A particularly important aspect of the Surveyor 3 analysis was the search for living material on the spacecraft. Surveyor was not sterilized prior to launch, and scientists wanted to know if terrestrial microorganisms had survived for two and a half years in space.
One research group found a small amount of the bacterium Streptococcus mitis in a piece of foam from inside the TV camera. Culture plates from Surveyor 3 camera foam samples(1 cc volume of polyurethane foam)were prepared, and samples sent to the US Communicable Disease Center at Atlanta, Georgia, which confirmed it as Streptococcus mitis, a common harmless bacteria from the nose, mouth and throat in humans. The NASA researchers believed that these bacteria had survived in this location since before launch. They only found evidence for living material in one of 33 samples from various parts of Surveyor that they cultured.
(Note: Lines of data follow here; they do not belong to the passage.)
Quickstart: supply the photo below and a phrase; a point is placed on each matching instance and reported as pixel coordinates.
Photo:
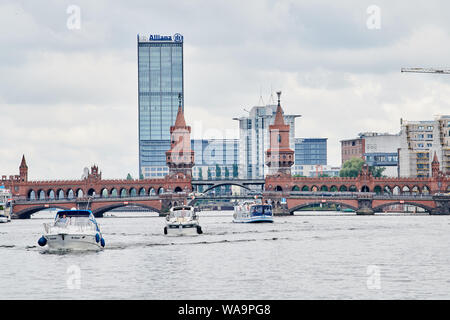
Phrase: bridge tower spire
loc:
(279, 157)
(435, 166)
(180, 157)
(23, 169)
This was attributed to the camera not being sterilized on Earth prior to its launch two and a half years previously and this is still the conclusion accepted by NASA for these findings. The 50-100 organisms survived launch, space vacuum, 3 years of radiation exposure, deep-freeze at an average temperature of only 20 degrees above absolute zero, and no nutrient, water or energy source. The United States landed 5 Surveyors on the Moon; Surveyor 3 was the only one of the Surveyors visited by any of the six Apollo landings. No other life forms were found in soil samples retrieved by the Apollo missions or by two Soviet unmanned sampling missions, although amino acids - not necessarily of biological origin - were found in soil retrieved by the Apollo astronauts.
Another research group found no evidence of life inside a section of electrical cable. Some people associated with the curation of the Surveyor 3 materials have suggested that the one positive detection of life may be the result of accidental contamination of the material after it was returned to Earth. Other explanations include that a breach of sterile procedure took place at just the right time to produce a false positive result. One of the implements being used to scrape samples off the Surveyor parts could have been laid down on a non-sterile laboratory bench, and then was used to collect surface samples for culturing. It is, therefore, quite possible that the microorganisms were transferred to the camera after its return to Earth. Furthermore, the Surveyor 3 camera was returned from the Moon in a nylon duffel bag, and was not in the type of sealed airtight metal container used to return lunar samples in the early Apollo missions. It is therefore possible that it was contaminated by the astronauts and the environment in the Apollo 12 capsule itself. The bacterial test is now non-repeatable because the parts were subsequently taken out of quarantine and fully re-exposed to terrestrial conditions (the Surveyor 3 camera is now on display in the Smithsonian Air and Space Museum in Washington, D.C.). This subject was covered in the 2008 Discovery Channel documentary series, When We Left Earth.